Belle Vue was, for many years, the home of Doncaster Rovers between 1922 and 2006. Located in Doncaster, South Yorkshire, the field was also called by the fans OBV or Old Belle Vue. Built by Charles Sutcliffe in 1922, the stadium first had a capacity of 7000 spectators and it grew from year to year when finances allowed it. In 1938, the capacity reached 40000 and 10 years later, it also established its record audience at 37099. The decline for Belle Vue started in 1995 with a damaging fire that, as investigation showed later, was planned by none other than the chairman of the club, Ken Richardson. A brief renovation was done in 2003 and 2004, and even the name was changed to Earth Stadium. But all the efforts were, eventually, hopeless when the Keepmoat Stadium was built.

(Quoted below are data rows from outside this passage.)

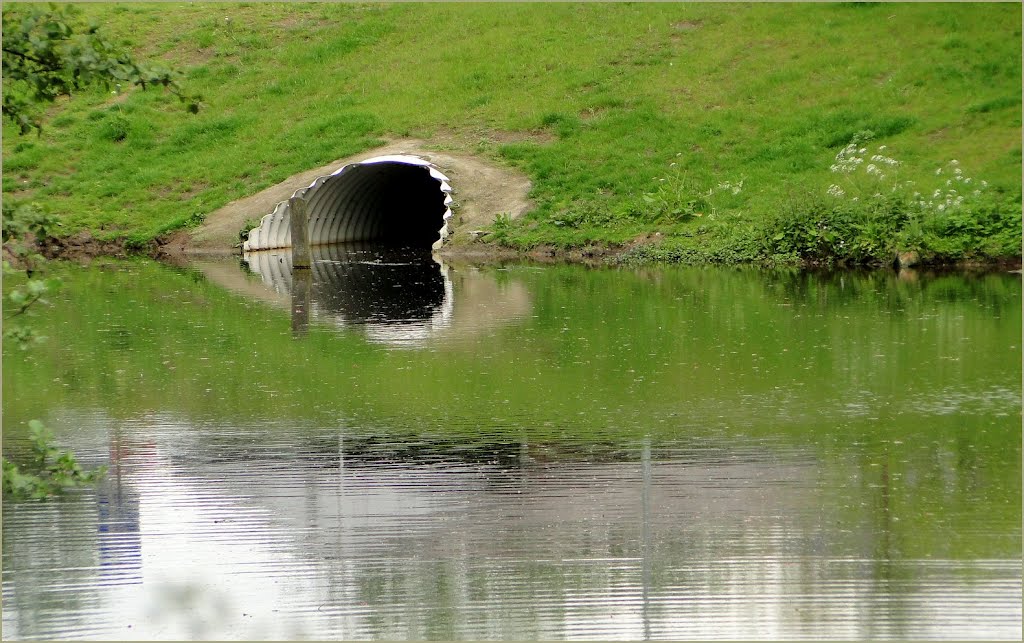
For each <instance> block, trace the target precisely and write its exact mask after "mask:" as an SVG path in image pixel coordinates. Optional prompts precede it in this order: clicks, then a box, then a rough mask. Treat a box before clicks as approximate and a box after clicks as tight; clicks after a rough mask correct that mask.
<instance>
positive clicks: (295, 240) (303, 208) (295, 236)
mask: <svg viewBox="0 0 1024 643" xmlns="http://www.w3.org/2000/svg"><path fill="white" fill-rule="evenodd" d="M288 206H289V212H290V214H289V224H290V225H291V228H292V268H308V267H309V232H308V230H307V228H308V227H309V225H308V224H309V216H308V215H307V214H306V202H305V201H303V200H302V199H301V198H300V197H292V198H291V199H289V200H288Z"/></svg>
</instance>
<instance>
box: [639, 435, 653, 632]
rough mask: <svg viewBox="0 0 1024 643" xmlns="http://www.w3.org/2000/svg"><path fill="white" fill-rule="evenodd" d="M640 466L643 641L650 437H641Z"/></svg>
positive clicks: (646, 627) (646, 612)
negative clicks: (641, 480) (642, 589)
mask: <svg viewBox="0 0 1024 643" xmlns="http://www.w3.org/2000/svg"><path fill="white" fill-rule="evenodd" d="M640 467H641V471H642V474H641V475H642V478H643V483H642V486H641V491H640V506H641V508H642V509H641V510H642V512H643V515H642V517H641V522H640V525H641V526H640V530H641V545H640V548H641V550H640V551H641V552H642V558H641V563H640V564H641V565H643V567H642V570H641V576H642V577H641V584H642V585H643V591H642V599H643V603H642V607H641V609H642V610H643V611H642V618H643V639H644V641H649V640H650V614H649V613H648V609H649V607H650V554H651V552H650V479H651V470H650V437H649V436H648V437H644V438H643V451H642V452H641V453H640Z"/></svg>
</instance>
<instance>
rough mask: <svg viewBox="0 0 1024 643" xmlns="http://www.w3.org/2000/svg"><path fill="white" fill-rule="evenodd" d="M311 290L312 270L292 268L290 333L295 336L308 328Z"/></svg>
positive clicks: (311, 281)
mask: <svg viewBox="0 0 1024 643" xmlns="http://www.w3.org/2000/svg"><path fill="white" fill-rule="evenodd" d="M312 290H313V272H312V270H310V269H309V268H308V266H307V267H306V268H305V269H299V270H292V334H293V335H295V336H296V337H299V336H302V335H305V334H306V331H308V330H309V306H310V303H311V302H310V299H311V295H312Z"/></svg>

The Old Belle Vue remained in ruins and is now almost completely demolished.

Boothferry Park Hull City

The Boothferry was the home of Hull City starting with 1946 up until 2002 when the team moved to the new stadium built for them, Kingston Communications Stadium. But even though it has a lot of history in it and was a real monument for the city, in recent years, supermarkets started to be allowed to embed themselves in the structure and even demolished parts of it. Between 2008 and 2010, the demolition process was finalized and now only the die-hard fans still remember how it felt to see a match there.

Buckingham Road

The home of Aylesbury United, Buckingham Road stadium was built with funds from the sale of the old stadium at Turnfurlong Lane. The remaining funds were used to build a strong team that at its peak, reached the quarter finals of the FA Cup. But things were far from being great, as the club was first threatened by financial issues and then a legal issue led to them being forced to abandon their stadium. Despite lots of attempts to undo the situation and save the stadium from falling into ruins, the costs were too high so its fate was sealed.

Burnden Park

This legendary stadium hosted the Bolton Wanderers between 1895 and 1997. As for the major events that are tied to this legendary stadium, we can encounter the 1901 FA Cup Final and, of course, one of the greatest disasters in English football history. It was the 9th of March 1946 when an estimated 85000 showed up for the match, at least 15000 over the capacity of the stadium. The stampede that was created led to the death of 33 fans of the Bolton Wanderers and an estimated 400 that were injured. The investigation that followed the incident led to the development of more rigorous crowd control techniques. After this event, it enjoyed a quiet and average life, until 1992, when the directors decided that it would be too difficult and expensive to convert the stadium into an all-seater and in 1997, the stadium hosted its final match against Charlton Athletic. A new stadium was built close by and that meant the end of all the 102 years of football history.

Firs Park

The Firs Park was the home of East Stirlingshire FC starting 1921 up until 2008. A small stadium in Scotland that enjoyed some football history until the management decided that the costs of improving facilities were too high and decided to build another stadium instead. The final game took place in 2008 before moving to Ochilview Park, a few kilometers from the former stadium.

Layer Road

The stadium that was built in 1907 as the home of Colchester United had a capacity of over 6000 but it often hosted more than 17000 in FA Cup matches where Colchester had a good run. One of the features of this ground was that the back of the goal was actually cut back into the stand, pretty unusual for a football field. The last match was played in April 2008 after 98 years of history and great experiences.

So, there you have it, just a few of the hundreds of abandoned football fields in England and all across the globe. Time is not at all forgiving with these sporting venues as the need for modern, larger stadiums led to them being demolished.